The rule skips @property and @cached_property — those frequently have legitimate one-line summaries that mirror the attribute name.
Two more rules round out the release:
missing-deprecation detects functions that use warnings.warn(DeprecationWarning) or the @deprecated decorator (PEP 702) without mentioning deprecation anywhere in their docstring. The match is intentionally loose — the word "deprecated" anywhere in the docstring satisfies it, because there's no single standard format for deprecation notices.
undocumented-init-params catches classes whose __init__ accepts parameters but neither the class docstring nor the __init__ docstring has an Args: section. This one defaults to off — it's opt-in for teams that want it.
A few deliberate choices worth calling out:
Reverse checks use recommended severity, not required. Forward checks ("you raise but don't document it") have low false-positive rates because the code is the source of truth. Reverse checks ("you document but don't raise it") have higher false-positive risk — a function might delegate to a helper that raises, or a parent class might document exceptions from subclass overrides.
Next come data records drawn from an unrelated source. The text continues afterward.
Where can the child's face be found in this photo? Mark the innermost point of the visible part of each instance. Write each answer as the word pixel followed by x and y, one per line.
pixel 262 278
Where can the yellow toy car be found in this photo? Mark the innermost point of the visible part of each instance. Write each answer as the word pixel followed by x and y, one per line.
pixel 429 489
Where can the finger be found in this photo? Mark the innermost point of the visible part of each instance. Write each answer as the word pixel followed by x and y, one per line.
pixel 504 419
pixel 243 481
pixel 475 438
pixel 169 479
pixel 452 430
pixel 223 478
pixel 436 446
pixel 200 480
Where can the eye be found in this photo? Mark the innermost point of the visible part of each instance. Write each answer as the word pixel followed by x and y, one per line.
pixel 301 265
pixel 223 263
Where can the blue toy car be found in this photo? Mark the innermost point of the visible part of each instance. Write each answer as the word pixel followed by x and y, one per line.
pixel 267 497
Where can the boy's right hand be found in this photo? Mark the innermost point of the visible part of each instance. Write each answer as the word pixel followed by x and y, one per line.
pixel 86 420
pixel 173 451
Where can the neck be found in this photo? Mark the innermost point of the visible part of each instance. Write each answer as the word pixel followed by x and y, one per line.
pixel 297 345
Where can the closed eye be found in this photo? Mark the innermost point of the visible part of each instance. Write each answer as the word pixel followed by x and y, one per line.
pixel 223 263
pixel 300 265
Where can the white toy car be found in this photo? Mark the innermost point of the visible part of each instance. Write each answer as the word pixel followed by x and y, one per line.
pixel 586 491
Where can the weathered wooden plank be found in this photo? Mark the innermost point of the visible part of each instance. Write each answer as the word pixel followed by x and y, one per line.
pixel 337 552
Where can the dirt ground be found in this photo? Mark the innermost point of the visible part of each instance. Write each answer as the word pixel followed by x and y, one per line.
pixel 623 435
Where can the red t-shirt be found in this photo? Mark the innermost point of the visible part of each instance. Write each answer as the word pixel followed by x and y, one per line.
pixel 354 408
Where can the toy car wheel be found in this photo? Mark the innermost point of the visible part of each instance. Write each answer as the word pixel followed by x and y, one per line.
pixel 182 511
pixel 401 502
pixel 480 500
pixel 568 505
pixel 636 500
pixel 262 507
We chose recommended to surface these without blocking CI pipelines.
Two rules default to off. missing-return-type and undocumented-init-params are opt-in. Not every team wants to enforce return types in docstrings when they already have type annotations, and not every class needs __init__ parameter docs in the class body. Progressive adoption matters.
Parameter agreement checks support both directions simultaneously. Rather than shipping "check if params are documented" and "check if documented params exist" as a single rule, they're separate rules gated by the same require-param-agreement config key. This means you can see exactly which direction the drift went — missing documentation vs. stale documentation — in your CI output.
If you maintain a Python library that other developers (or AI tools) consume, v1.14 catches the class of documentation bugs that cause the most downstream damage. Parameter mismatches, phantom exceptions, and trivial summaries are the documentation equivalent of type errors — they compile fine but break at runtime.
If you're using docvet in CI already, upgrade and enable the new checks:
pip install docvet==1.14.1
The param agreement checks are on by default. Reverse enrichment checks are on by default. missing-return-type and undocumented-init-params are opt-in — enable them in pyproject.toml when you're ready:
[tool.docvet.enrichment]
require-return-type = true
require-init-params = true
v1.14 brings docvet to 31 rules across six quality layers. The next focus area is expanding what "truthfulness" means — moving beyond structural checks into semantic verification. The question isn't just "did you document the parameters?" but "is what you said about them accurate?"
Every function with a stale Args: section is a wrong answer waiting to happen — in your IDE, in your code review, in the pull request your AI assistant is about to generate. docvet 1.14 catches them before they ship.